ANNEXE, art. 4
L'entreprise qui procède à un licenciement pour motif économique s'engage à verser à l'Assedic compétente, pour tout bénéficiaire de la convention de conversion, une somme équivalente à deux mois d'indemnité de préavis qu'aurait perçue le salarié s'il n'avait pas adhéré à la présente convention, diminuée d'un montant correspondant à :
1er cas : quatorze jours de salaire lorsqu'il s'agit d'un licenciement pour motif économique de moins de dix salariés dans une période de trente jours.
2e cas : six jours de salaire lorsqu'il s'agit d'un licenciement pour motif économique de dix salariés et plus dans une période de trente jours.
3e cas : onze jours de salaire lorsqu'il s'agit d'un licenciement pour motif économique de dix salariés et plus et de moins de cent salariés sur une même période de trente jours, dans une entreprise de cinquante salariés et plus, et qu'il y a eu recours à un expert-comptable lors de la première réunion du comité d'entreprise.

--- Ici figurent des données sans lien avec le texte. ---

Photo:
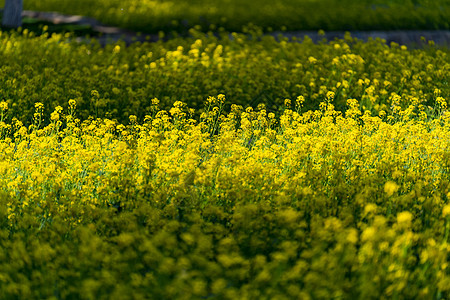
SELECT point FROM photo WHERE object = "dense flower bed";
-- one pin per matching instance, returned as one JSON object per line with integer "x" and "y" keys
{"x": 118, "y": 81}
{"x": 233, "y": 15}
{"x": 313, "y": 204}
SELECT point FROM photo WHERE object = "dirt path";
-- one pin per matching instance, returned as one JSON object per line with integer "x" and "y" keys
{"x": 112, "y": 34}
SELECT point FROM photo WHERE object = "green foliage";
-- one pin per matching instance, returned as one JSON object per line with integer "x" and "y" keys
{"x": 118, "y": 81}
{"x": 234, "y": 15}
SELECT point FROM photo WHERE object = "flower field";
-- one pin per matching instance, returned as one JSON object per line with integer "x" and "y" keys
{"x": 237, "y": 166}
{"x": 233, "y": 15}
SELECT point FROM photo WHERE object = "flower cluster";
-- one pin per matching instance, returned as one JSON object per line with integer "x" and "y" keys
{"x": 236, "y": 15}
{"x": 229, "y": 204}
{"x": 115, "y": 84}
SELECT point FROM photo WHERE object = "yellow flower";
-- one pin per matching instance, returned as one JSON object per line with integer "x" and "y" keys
{"x": 390, "y": 188}
{"x": 446, "y": 210}
{"x": 404, "y": 218}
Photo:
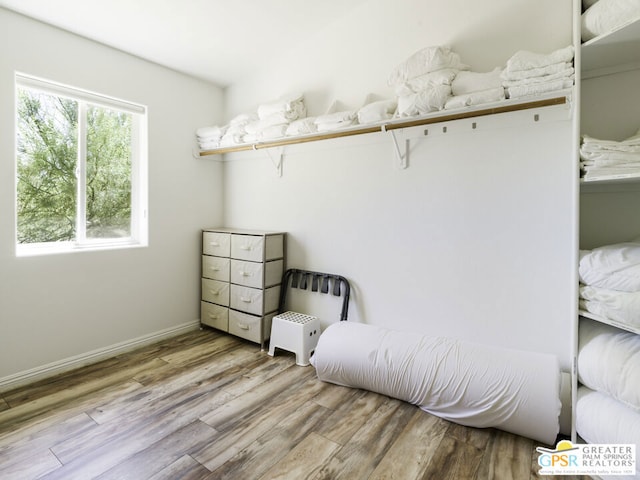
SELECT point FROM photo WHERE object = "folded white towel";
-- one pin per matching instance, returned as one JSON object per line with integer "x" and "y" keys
{"x": 525, "y": 60}
{"x": 445, "y": 76}
{"x": 539, "y": 88}
{"x": 536, "y": 72}
{"x": 289, "y": 106}
{"x": 377, "y": 111}
{"x": 260, "y": 125}
{"x": 302, "y": 126}
{"x": 336, "y": 117}
{"x": 332, "y": 126}
{"x": 475, "y": 98}
{"x": 429, "y": 100}
{"x": 429, "y": 59}
{"x": 210, "y": 132}
{"x": 595, "y": 144}
{"x": 470, "y": 82}
{"x": 564, "y": 73}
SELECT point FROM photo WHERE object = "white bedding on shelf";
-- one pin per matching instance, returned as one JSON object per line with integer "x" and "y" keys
{"x": 613, "y": 267}
{"x": 602, "y": 419}
{"x": 622, "y": 308}
{"x": 467, "y": 383}
{"x": 619, "y": 375}
{"x": 605, "y": 16}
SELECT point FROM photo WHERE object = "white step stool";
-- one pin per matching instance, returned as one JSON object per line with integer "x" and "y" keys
{"x": 295, "y": 332}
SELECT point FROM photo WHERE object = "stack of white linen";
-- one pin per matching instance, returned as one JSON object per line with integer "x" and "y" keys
{"x": 274, "y": 118}
{"x": 335, "y": 121}
{"x": 529, "y": 73}
{"x": 610, "y": 282}
{"x": 602, "y": 159}
{"x": 236, "y": 130}
{"x": 302, "y": 126}
{"x": 377, "y": 111}
{"x": 422, "y": 83}
{"x": 209, "y": 137}
{"x": 474, "y": 88}
{"x": 608, "y": 407}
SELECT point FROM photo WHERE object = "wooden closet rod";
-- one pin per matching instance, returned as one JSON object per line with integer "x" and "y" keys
{"x": 392, "y": 125}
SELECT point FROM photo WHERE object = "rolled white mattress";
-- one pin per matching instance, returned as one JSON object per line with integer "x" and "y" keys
{"x": 467, "y": 383}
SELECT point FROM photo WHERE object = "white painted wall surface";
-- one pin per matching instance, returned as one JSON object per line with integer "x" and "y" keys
{"x": 355, "y": 55}
{"x": 473, "y": 240}
{"x": 61, "y": 306}
{"x": 476, "y": 238}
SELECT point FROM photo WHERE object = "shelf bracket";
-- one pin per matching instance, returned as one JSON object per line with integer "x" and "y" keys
{"x": 276, "y": 158}
{"x": 403, "y": 159}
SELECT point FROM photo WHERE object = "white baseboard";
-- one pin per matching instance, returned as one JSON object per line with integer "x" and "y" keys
{"x": 61, "y": 366}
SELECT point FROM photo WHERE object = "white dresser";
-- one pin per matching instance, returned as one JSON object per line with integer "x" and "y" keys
{"x": 241, "y": 276}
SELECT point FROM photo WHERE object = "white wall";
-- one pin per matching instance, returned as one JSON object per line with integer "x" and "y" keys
{"x": 61, "y": 306}
{"x": 476, "y": 238}
{"x": 354, "y": 56}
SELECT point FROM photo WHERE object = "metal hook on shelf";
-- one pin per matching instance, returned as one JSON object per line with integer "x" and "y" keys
{"x": 403, "y": 160}
{"x": 277, "y": 162}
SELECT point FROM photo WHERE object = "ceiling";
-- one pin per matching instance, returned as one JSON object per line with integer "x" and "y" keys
{"x": 220, "y": 41}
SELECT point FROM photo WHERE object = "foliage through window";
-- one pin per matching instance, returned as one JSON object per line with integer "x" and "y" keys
{"x": 80, "y": 168}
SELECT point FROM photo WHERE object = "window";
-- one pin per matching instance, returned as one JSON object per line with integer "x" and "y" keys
{"x": 81, "y": 169}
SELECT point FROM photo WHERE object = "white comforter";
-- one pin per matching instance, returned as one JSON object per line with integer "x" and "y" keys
{"x": 601, "y": 419}
{"x": 605, "y": 16}
{"x": 467, "y": 383}
{"x": 619, "y": 375}
{"x": 613, "y": 267}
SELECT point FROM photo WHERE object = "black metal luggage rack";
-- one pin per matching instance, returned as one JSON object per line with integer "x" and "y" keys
{"x": 319, "y": 282}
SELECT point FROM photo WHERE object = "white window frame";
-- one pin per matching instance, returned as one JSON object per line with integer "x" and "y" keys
{"x": 139, "y": 171}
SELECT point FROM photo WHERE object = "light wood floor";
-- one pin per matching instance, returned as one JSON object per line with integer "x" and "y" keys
{"x": 206, "y": 405}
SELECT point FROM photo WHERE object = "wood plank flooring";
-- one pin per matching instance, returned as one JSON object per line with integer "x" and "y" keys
{"x": 206, "y": 405}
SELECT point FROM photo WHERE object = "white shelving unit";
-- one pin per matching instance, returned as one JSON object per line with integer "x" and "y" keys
{"x": 609, "y": 206}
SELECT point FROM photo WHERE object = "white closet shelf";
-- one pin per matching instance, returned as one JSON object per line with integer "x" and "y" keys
{"x": 613, "y": 179}
{"x": 439, "y": 117}
{"x": 612, "y": 52}
{"x": 608, "y": 321}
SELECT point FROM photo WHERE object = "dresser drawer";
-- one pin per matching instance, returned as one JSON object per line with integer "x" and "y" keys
{"x": 215, "y": 291}
{"x": 256, "y": 275}
{"x": 257, "y": 248}
{"x": 216, "y": 243}
{"x": 217, "y": 268}
{"x": 250, "y": 327}
{"x": 253, "y": 300}
{"x": 214, "y": 316}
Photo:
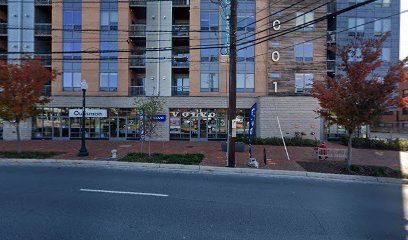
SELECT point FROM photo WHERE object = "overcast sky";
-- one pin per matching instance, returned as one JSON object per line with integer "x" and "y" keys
{"x": 404, "y": 30}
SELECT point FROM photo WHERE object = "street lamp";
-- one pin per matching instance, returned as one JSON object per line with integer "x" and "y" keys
{"x": 83, "y": 152}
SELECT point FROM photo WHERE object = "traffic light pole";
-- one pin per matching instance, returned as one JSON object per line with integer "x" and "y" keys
{"x": 232, "y": 97}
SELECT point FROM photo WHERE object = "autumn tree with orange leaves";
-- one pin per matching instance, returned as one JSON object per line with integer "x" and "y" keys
{"x": 359, "y": 94}
{"x": 21, "y": 91}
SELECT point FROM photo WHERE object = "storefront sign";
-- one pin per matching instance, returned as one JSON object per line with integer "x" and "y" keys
{"x": 159, "y": 118}
{"x": 193, "y": 114}
{"x": 91, "y": 113}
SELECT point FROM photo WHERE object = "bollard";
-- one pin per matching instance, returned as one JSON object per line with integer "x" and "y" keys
{"x": 114, "y": 153}
{"x": 265, "y": 156}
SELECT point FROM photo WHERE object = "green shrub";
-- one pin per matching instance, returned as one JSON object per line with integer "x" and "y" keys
{"x": 275, "y": 141}
{"x": 396, "y": 144}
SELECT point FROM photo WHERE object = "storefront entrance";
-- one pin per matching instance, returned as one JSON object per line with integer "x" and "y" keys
{"x": 199, "y": 129}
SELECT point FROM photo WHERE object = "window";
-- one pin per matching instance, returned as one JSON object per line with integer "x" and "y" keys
{"x": 382, "y": 26}
{"x": 73, "y": 19}
{"x": 209, "y": 55}
{"x": 71, "y": 81}
{"x": 354, "y": 55}
{"x": 386, "y": 54}
{"x": 109, "y": 20}
{"x": 383, "y": 3}
{"x": 303, "y": 82}
{"x": 209, "y": 82}
{"x": 356, "y": 26}
{"x": 108, "y": 82}
{"x": 245, "y": 82}
{"x": 304, "y": 18}
{"x": 304, "y": 52}
{"x": 209, "y": 20}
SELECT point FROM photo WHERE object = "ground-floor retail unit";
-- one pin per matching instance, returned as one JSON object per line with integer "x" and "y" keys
{"x": 187, "y": 118}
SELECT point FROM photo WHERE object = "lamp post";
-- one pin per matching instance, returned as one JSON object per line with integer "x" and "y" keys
{"x": 83, "y": 152}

L'entreprise déclare être dans :
- le 1er cas
- le 2e cas
- le 3e cas
A cette somme s'ajoute la totalité des charges patronales et salariales assises sur les salaires, à l'exception des cotisations de sécurité sociale qui sont versées directement aux organismes de recouvrement de la sécurité sociale.
L'entreprise s'acquitte de sa participation par versement à l'Assedic :
- en un paiement unique avant le 25 du troisième mois à échoir,
ou
- en six paiements mensuels à raison de 1/6 du montant total de la participation.
Les sommes non payées aux dates limites d'exigibilité sont passibles des majorations de retard fixées par l'article 12 du règlement annexé à la convention du 7 juillet 1989 et selon les modalités énoncées par cette disposition.